Browserbase Sessions Skill

Manage persistent cloud browser sessions via Browserbase. This skill creates browser sessions that preserve authentication (cookies, local storage) across interactions, automatically solve CAPTCHAs, and record sessions for later review.

Agent Checklist (Be Proactive)

If BROWSERBASE_API_KEY or BROWSERBASE_PROJECT_ID is missing, ask the user for them (and tell them where to find them). Do not run Browserbase commands until both are configured.
If commands fail due to missing Python deps (ImportError for browserbase / playwright), run:
- python3 {baseDir}/scripts/browserbase_manager.py install
- Then retry the original command.
Ask the user what they want to persist and how they want to organize it:
- Workspace per app/site (isolation): github, slack, stripe
- Workspace per task/project (multi-site workflow): invoice-run, lead-gen, expense-recon
Workspaces persist:
- Login state via Browserbase Contexts (cookies + storage)
- Open tabs (URL + title snapshot) so you can restore where you left off
Prefer workspace commands (create-workspace, start-workspace, resume-workspace, stop-workspace) over raw session commands when the user wants the browser to stay open across chat turns.
Prefer direct interaction commands (list-tabs, new-tab, switch-tab, close-tab, click, type, press, wait-for, go-back, go-forward, reload, read-page) before falling back to execute-js.
If a workspace/session has a pending_handoff, check it first before doing anything else:
- python3 {baseDir}/scripts/browserbase_manager.py handoff --action check --workspace <ws>
- If not done, resend suggested_user_message and stop.
Whenever a browser is opened (start-workspace, resume-workspace, or create-session), immediately share the human remote-control link:
- Prefer human_handoff.share_url from command output.
- Prefer human_handoff.share_text / human_handoff.share_markdown when replying to the user.
- Fallback to human_control_url.
- If missing, run live-url and share its human_handoff.share_url.
When you need the user to perform a manual step (SSO/MFA/captcha/consent screens), use a handoff with a completion check:
- Set: python3 {baseDir}/scripts/browserbase_manager.py handoff --action set --workspace <ws> --instructions "<what to do>" --url-contains "<post-step url fragment>" (or --selector/--text/--cookie-name/...)
- Verify later: python3 {baseDir}/scripts/browserbase_manager.py handoff --action check --workspace <ws> (or --action wait)
When closing, use stop-workspace (not terminate-session) so tabs are snapshotted and auth state is persisted.

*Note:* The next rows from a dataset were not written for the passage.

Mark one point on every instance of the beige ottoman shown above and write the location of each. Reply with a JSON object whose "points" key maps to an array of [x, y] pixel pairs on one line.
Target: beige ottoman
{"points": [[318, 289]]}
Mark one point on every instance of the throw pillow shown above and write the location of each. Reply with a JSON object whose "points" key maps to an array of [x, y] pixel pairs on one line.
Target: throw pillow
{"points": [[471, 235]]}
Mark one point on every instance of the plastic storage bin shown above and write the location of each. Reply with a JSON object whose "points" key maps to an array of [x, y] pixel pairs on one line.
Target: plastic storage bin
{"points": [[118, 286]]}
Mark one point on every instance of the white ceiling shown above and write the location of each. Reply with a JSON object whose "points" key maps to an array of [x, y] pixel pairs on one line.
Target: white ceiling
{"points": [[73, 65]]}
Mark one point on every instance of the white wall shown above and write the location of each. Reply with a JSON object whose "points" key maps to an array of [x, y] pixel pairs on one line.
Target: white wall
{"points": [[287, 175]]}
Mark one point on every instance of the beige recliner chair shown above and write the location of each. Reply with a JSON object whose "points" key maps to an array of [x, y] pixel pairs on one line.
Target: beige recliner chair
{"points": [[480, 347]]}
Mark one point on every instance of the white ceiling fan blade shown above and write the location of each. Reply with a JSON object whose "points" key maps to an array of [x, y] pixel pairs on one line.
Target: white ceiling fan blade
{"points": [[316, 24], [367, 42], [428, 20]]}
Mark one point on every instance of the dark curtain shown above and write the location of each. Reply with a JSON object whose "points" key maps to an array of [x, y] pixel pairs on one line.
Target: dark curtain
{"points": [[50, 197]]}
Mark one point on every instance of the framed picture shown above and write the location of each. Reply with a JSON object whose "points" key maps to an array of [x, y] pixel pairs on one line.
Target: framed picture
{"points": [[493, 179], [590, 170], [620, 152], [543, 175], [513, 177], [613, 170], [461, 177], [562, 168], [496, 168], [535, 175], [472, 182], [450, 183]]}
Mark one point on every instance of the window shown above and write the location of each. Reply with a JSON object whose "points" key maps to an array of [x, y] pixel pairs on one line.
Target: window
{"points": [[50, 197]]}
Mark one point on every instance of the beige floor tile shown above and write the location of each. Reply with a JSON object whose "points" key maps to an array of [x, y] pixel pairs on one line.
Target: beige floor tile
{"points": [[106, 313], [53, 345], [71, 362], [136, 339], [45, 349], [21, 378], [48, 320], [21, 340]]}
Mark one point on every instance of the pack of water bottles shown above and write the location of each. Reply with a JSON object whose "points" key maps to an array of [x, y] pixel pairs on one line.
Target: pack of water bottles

Prompt-Optimized Response Patterns

Use short, consistent responses so users always know next actions.

When credentials are missing:

I need your Browserbase credentials before I can open a browser.
Please provide:
1) BROWSERBASE_API_KEY
2) BROWSERBASE_PROJECT_ID

When browser is opened (session/workspace):

Browser is ready.
<human_handoff.share_text>
I can keep working while you browse.

When resuming an existing workspace:

Reconnected to your existing workspace.
<human_handoff.share_text>

When a human step is required (SSO/MFA/consent screens):

I need you to do one step in the live browser:
1) <exact steps>

Open: <human_handoff.share_url>
Stop when you reach: <a specific completion state (URL contains / selector visible)>.
I’ll detect it and continue automatically. If I don’t, reply “done” and I’ll re-check.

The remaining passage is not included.